Yes, that will adjust all page boxes (media, crop, art, ...), the page content stream as well as all annotations so that they all take the rotation into account.

brettwgreen commented 11 months ago

That worked perfectly for what I'm trying to do. Now just help me understand what page.rotate(0) means? Instinctually, it reads like it won't rotate at all... i.e. 'rotate zero degrees'?!? When in actuality it seems to rotate counterclockwise 90 degrees. That's a bit confusing.

Trying to generalize the code... should it always be page.rotate(0, flatten: false) regardless of Page[:Rotate] key? Or should it be like page.rotate(page[:Rotate]-90, flatten: true) if page[:Rotate].present?

Update: I think I understand... you're not actually rotating the page any further, just 'locking in' the viewer-only page rotation as an actual physical rotation and remapping all the coordinates to that space using flatten: true.

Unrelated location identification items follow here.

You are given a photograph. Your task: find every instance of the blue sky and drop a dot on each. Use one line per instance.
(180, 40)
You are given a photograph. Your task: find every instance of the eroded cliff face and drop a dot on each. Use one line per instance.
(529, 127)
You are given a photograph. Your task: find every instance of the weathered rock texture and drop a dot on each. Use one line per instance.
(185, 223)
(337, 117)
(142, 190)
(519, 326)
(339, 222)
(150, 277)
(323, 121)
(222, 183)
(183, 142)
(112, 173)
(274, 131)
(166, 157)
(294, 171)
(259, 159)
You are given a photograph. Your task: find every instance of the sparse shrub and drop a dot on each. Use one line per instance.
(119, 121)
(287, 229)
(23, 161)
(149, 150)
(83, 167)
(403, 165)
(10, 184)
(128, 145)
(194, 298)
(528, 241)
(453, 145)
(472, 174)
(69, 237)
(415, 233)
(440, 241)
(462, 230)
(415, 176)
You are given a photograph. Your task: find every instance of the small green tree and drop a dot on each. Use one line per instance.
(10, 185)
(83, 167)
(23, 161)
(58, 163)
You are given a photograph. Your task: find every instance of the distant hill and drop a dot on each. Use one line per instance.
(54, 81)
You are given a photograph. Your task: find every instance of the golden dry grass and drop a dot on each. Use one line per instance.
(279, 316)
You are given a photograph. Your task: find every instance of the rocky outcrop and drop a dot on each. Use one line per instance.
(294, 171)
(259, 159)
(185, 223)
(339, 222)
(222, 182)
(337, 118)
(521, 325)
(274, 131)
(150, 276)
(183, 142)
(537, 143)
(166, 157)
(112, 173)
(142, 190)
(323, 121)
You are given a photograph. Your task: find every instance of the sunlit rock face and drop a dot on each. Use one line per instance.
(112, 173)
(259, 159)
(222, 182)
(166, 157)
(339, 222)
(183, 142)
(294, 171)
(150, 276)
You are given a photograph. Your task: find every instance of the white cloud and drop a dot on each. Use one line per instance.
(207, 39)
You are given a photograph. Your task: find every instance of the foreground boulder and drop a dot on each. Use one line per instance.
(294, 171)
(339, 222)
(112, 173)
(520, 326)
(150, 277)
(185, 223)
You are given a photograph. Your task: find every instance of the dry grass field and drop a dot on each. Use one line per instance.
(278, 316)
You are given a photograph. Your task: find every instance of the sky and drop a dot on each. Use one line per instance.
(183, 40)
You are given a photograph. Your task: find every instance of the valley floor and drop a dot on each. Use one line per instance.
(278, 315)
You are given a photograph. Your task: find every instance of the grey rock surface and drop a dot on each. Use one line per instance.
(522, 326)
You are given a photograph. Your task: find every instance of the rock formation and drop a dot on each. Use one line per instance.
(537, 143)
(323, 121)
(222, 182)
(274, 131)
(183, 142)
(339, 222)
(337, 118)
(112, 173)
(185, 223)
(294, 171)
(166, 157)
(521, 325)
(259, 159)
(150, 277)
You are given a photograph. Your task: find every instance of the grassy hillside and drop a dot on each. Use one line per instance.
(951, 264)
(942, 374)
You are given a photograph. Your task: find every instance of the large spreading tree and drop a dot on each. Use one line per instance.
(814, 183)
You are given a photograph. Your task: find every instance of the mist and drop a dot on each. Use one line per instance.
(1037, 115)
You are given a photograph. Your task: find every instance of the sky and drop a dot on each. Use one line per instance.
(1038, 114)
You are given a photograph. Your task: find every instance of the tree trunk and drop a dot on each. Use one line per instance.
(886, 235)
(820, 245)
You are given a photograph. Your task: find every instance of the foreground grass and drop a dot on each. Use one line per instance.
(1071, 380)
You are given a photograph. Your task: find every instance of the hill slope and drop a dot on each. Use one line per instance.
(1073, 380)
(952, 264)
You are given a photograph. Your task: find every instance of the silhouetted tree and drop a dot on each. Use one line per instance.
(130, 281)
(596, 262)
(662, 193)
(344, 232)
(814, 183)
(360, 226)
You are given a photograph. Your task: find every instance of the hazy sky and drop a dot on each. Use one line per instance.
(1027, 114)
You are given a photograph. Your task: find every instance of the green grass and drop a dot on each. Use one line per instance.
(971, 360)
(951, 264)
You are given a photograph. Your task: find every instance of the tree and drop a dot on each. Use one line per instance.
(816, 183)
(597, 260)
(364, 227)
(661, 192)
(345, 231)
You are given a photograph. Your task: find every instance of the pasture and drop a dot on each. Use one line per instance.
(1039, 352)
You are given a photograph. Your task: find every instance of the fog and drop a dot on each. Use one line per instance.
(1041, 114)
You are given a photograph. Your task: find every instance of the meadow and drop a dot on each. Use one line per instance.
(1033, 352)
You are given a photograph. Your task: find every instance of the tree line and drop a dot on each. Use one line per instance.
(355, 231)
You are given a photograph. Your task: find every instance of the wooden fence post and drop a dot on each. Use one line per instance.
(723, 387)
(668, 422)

If that is correct, I would always use page.rotate(0, flatten: true) if a page has the :Rotate key

gettalong commented 11 months ago

Tl;dr: Always use page.rotate(0, flatten: true) for your purpose.

The Page#rotate method is used for rotating the page. However, the optional argument flatten allows one to also incorporate the rotation from the page's metadata into the page itself. So it actually serves two purposes.

When you call page.rotate(0) it won't do anything since you are telling HexaPDF that you want to rotate the page by 0 degrees. Please remember that this does take the /Rotate key into account. So if the page is already rotated by e.g. 90 degrees, page.rotate(0) means that you don't want to additionally rotate the page.

If you specify flatten: true, it means that the rotation, after applying the given angle, should be incorporated into the page itself. By leaving the angle as 0, you say that you don't want to apply an additional rotation and you just want the incorporation of the existing rotation into the page.

For example:

gettalong commented 11 months ago

ps. I have updated the API documentation for Page#rotate to contain some of the information of our conversion here.